Wong Sai Kong

Personal information
- Full name: Wong Sai Kong
- Date of birth: 19 September 1978 (age 47)
- Place of birth: Port Dickson, Malaysia
- Height: 1.79 m (5 ft 10+1⁄2 in)
- Position: Midfielder

Senior career*
- Years: Team / Apps / (Gls)
- 1999: ATM FA / ? / (1)
- 2000–2001: Negeri Sembilan FA / ? / (3)
- 2002–2004: Sarawak FA / ? / (11)
- 2005: Selangor Public Bank / ? / (0)
- 2006–2007: Perak FA / ? / (1)
- 2007–2009: Sabah FA / ? / (3)
- 2010: Sarawak FA

International career^{‡}
- 2004: Malaysia / 2 / (0)

= Wong Sai Kong =

Malaysian footballer

Wong Sai Kong (born 19 September 1978) is a Malaysian footballer who plays for Sarawak FA in Malaysia Premier League. He is also a former member of Malaysia's national team.

Sai Kong previously played for Negeri Sembilan FA from 2000 until 2001. During the 2000 season, Sai Kong helped Negeri Sembilan FA into the Malaysia Cup final but they were beaten 2–0 by Perak FA in the final. He later moved to Sarawak and took the team to the 2004 Malaysia Super League after defeating Melaka Telekom in the Super League Playoffs.

After spending three seasons with Sarawak FA, Sai Kong signed with Selangor Public Bank. With the club side, he failed to score any league goals although he managed to score two goals during the Malaysia FA Cup.

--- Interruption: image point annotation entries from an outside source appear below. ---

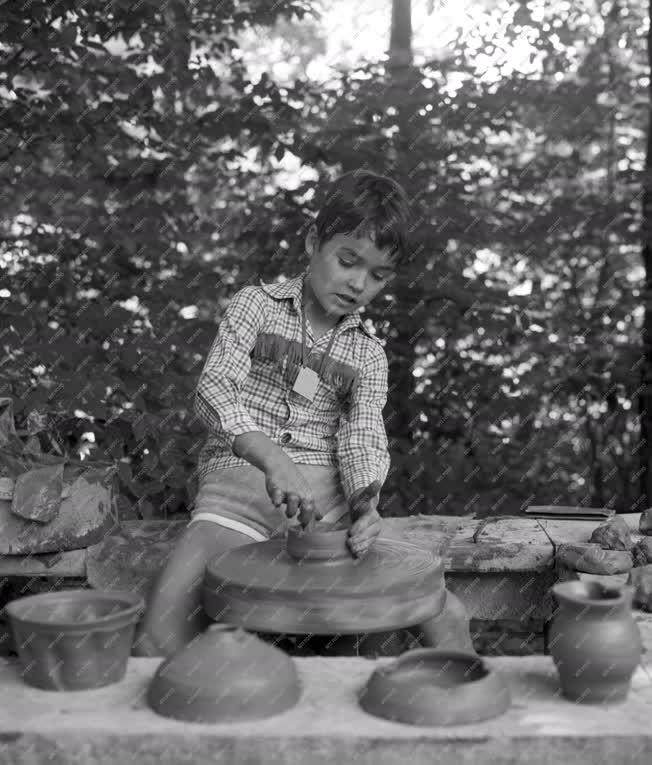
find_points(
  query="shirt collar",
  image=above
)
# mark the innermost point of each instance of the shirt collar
(292, 289)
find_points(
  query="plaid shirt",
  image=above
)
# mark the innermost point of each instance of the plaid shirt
(246, 385)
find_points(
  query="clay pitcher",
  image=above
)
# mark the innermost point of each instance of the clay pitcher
(594, 641)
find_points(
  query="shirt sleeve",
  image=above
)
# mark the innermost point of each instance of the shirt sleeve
(217, 396)
(362, 448)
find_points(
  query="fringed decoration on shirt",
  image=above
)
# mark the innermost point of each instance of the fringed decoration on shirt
(276, 348)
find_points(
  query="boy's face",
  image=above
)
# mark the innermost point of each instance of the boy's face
(348, 266)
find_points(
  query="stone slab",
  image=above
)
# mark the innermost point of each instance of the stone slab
(114, 725)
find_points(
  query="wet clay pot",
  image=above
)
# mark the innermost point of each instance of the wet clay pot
(325, 543)
(224, 675)
(432, 687)
(594, 641)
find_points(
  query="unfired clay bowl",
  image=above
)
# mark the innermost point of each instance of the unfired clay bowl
(432, 687)
(74, 640)
(324, 543)
(224, 675)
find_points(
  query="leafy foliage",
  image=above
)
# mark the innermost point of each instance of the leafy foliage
(139, 164)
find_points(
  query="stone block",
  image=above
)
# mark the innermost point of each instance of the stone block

In the 2006 season, he moved to Perak FA after Public Bank announced it would be pulled out from the league. With Perak FA, Sai Kong stayed for only one season. He later signed with Sabah FA. He is currently playing for Sarawak FA.

On the international stage, Sai Kong earned two full international caps with Malaysia. He made his debut against Indonesia on 17 March 2004, appearing as a substitute. He also became part of Bertalan Bicskei's 2004 Tiger Cup squad also appearing as a substitute in Malaysia winning 2–1 over Thailand.

Wong also played a vital role in the Sarawak 2011 premier league campaign after helping his team to secure the super league slot the following season.

For the upcoming season he was not offered a new contract and has since gone into hiatus. He did not continue to play for another team nor a coaching role.